The side of a square is measured to be 16 ft with a possible error of ±0.1 ft. Use differentials to estimate the error in the calculated area. Include units in your answer.
A = x^2
dA = 2 x dx
x = 16
dx = .1
so dA = 2 * 16 * .1
Well, isn't that a square-ly question! Let's get calculating.
The formula for the area of a square is A = s^2, where "s" represents the length of a side. Given that the side is measured as 16 ft with a possible error of ±0.1 ft, we can express the possible side lengths as 16 + 0.1 and 16 - 0.1.
Now, let's differentiate the formula with respect to "s" to find the differential expression for the area: dA = 2s ds.
Substituting the original side length value of 16, we get: dA = 2(16) ds = 32 ds.

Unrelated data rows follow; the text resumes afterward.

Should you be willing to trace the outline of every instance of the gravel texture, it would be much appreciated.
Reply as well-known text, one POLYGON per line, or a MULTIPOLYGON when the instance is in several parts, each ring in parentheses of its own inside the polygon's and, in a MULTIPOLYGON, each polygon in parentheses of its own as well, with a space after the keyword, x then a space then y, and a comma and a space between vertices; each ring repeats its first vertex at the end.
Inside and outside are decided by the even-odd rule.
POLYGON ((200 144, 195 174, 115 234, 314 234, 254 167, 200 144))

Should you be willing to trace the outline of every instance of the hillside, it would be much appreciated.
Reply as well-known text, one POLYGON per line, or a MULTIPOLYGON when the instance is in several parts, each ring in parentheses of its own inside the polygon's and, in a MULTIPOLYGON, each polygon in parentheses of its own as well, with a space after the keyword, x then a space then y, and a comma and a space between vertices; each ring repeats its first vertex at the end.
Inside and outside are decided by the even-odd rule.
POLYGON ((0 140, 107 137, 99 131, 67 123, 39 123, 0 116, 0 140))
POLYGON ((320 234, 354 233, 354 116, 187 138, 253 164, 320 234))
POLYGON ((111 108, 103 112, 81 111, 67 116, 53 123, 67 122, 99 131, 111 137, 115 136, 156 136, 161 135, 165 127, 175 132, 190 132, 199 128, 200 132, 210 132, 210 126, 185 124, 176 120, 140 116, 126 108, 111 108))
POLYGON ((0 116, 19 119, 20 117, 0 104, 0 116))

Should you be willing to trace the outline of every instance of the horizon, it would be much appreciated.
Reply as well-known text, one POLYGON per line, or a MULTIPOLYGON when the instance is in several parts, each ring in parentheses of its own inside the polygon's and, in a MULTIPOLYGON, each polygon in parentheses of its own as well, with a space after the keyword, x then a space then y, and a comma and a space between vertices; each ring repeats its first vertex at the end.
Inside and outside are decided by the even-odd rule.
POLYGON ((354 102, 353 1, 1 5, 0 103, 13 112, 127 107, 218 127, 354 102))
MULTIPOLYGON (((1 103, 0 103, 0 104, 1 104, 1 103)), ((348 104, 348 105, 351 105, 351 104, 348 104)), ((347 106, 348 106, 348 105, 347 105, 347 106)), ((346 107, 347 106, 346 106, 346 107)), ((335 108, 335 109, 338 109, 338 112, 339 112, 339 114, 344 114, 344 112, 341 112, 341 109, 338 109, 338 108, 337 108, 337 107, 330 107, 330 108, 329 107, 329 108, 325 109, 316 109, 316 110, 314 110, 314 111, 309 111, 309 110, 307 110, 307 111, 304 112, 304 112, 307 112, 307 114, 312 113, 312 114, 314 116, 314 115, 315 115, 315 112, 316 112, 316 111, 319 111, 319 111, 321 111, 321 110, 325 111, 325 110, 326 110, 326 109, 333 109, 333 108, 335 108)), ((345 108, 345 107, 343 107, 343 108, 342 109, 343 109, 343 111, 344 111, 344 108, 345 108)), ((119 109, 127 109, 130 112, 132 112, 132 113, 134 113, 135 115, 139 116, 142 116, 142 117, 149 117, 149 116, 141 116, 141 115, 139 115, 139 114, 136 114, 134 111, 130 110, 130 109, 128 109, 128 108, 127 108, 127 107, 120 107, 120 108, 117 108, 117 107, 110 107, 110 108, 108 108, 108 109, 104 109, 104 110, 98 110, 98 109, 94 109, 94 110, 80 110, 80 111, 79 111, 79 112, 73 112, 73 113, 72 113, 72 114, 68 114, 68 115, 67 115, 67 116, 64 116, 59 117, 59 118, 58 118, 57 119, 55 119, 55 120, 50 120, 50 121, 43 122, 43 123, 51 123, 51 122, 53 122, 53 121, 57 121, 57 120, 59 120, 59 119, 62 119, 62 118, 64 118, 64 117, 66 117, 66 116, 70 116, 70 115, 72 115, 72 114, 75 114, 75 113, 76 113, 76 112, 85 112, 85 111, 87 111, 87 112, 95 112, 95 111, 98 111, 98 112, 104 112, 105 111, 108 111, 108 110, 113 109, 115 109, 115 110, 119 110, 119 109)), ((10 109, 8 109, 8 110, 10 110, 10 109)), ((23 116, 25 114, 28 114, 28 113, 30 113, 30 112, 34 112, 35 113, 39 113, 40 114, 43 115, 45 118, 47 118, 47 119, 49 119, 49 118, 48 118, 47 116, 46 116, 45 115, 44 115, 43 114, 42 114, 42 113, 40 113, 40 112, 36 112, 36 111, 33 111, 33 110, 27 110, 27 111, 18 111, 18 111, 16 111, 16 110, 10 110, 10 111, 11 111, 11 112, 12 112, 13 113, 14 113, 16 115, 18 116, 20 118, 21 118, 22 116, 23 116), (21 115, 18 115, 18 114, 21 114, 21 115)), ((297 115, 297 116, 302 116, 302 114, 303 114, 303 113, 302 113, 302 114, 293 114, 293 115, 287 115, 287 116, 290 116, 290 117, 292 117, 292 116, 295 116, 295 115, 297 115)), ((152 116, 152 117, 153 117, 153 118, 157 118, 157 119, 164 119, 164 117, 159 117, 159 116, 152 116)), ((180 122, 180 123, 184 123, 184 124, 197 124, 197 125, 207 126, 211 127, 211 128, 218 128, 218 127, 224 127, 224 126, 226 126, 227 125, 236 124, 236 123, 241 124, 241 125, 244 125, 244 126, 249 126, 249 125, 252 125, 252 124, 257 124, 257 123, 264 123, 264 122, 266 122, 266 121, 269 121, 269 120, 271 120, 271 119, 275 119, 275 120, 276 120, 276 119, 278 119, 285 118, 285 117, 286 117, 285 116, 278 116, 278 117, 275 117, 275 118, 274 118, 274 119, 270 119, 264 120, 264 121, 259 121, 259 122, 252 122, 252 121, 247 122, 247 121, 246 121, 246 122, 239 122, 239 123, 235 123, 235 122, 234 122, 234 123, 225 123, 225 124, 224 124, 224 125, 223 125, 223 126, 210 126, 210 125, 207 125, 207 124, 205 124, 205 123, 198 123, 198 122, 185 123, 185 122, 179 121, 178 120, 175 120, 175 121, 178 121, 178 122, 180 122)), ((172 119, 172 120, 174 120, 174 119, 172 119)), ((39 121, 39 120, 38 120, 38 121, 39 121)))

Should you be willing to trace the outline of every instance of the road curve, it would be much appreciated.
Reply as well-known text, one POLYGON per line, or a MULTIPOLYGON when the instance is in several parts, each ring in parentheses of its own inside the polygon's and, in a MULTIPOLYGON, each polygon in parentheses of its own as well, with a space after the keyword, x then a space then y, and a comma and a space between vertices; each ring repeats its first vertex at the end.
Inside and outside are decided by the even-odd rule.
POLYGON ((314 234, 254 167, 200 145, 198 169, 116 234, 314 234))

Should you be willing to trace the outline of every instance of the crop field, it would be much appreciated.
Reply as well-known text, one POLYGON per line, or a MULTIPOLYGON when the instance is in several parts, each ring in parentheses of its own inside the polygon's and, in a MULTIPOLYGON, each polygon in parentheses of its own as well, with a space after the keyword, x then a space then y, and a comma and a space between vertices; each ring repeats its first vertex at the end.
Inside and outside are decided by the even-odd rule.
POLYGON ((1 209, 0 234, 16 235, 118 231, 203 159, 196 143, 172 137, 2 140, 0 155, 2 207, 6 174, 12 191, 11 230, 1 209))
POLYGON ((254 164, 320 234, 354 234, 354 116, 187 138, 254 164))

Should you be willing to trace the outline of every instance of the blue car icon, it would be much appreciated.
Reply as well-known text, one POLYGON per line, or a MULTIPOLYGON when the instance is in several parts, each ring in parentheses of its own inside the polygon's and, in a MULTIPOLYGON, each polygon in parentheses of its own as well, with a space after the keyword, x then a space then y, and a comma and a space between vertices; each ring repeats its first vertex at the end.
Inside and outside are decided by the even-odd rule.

The error, or differential, in the calculated area will then be: ΔA = 32 ds.
To find the value of "ds", we can take half of the possible error in the side length, which is 0.1/2 ft = 0.05 ft.
Plugging this value into the equation for the error in the area, we get: ΔA = 32(0.05) = 1.6 ft^2.
So, the estimated error in the calculated area is 1.6 square feet. That's a little wiggle room for our square!
To estimate the error in the calculated area, we can use differentials.
First, let's find the exact area of the square. The formula for the area of a square is A = s^2, where s is the side length. Given that the side length is measured to be 16 ft, the exact area is A = 16^2 = 256 sq ft.
Next, let's find the differential of the area with respect to the side length. The differential of the area, dA, is given by dA = 2s ds, where ds is the change in the side length.
Since the side length has a possible error of ±0.1 ft, we can assume that ds = ±0.1 ft.
Substituting the values into the differential equation, we have dA = 2(16)(±0.1) = ±3.2 sq ft.
Therefore, the estimated error in the calculated area is ±3.2 sq ft.
To estimate the error in the calculated area of the square, we can use differentials.
The formula for the area of a square is A = s^2, where A represents the area and s represents the side length.
Given that the side of the square is measured to be 16 ft with a possible error of ±0.1 ft, we can express the side length as s = 16 ft ± 0.1 ft.
Using differentials, we can find the differential of the area, which represents the change in the area for a small change in the side length, denoted as dA .
To find dA, we take the differential of the area formula:
dA = (d/ds)(s^2) * ds
Differentiating the area formula with respect to s, we get:
dA = 2s * ds
Substituting in the given value of s = 16 ft and ds = ±0.1 ft, we can calculate the error in the area:
dA = 2(16 ft)(±0.1 ft)
Simplifying:
dA = ±3.2 ft^2
Therefore, the estimated error in the calculated area is ±3.2 square feet.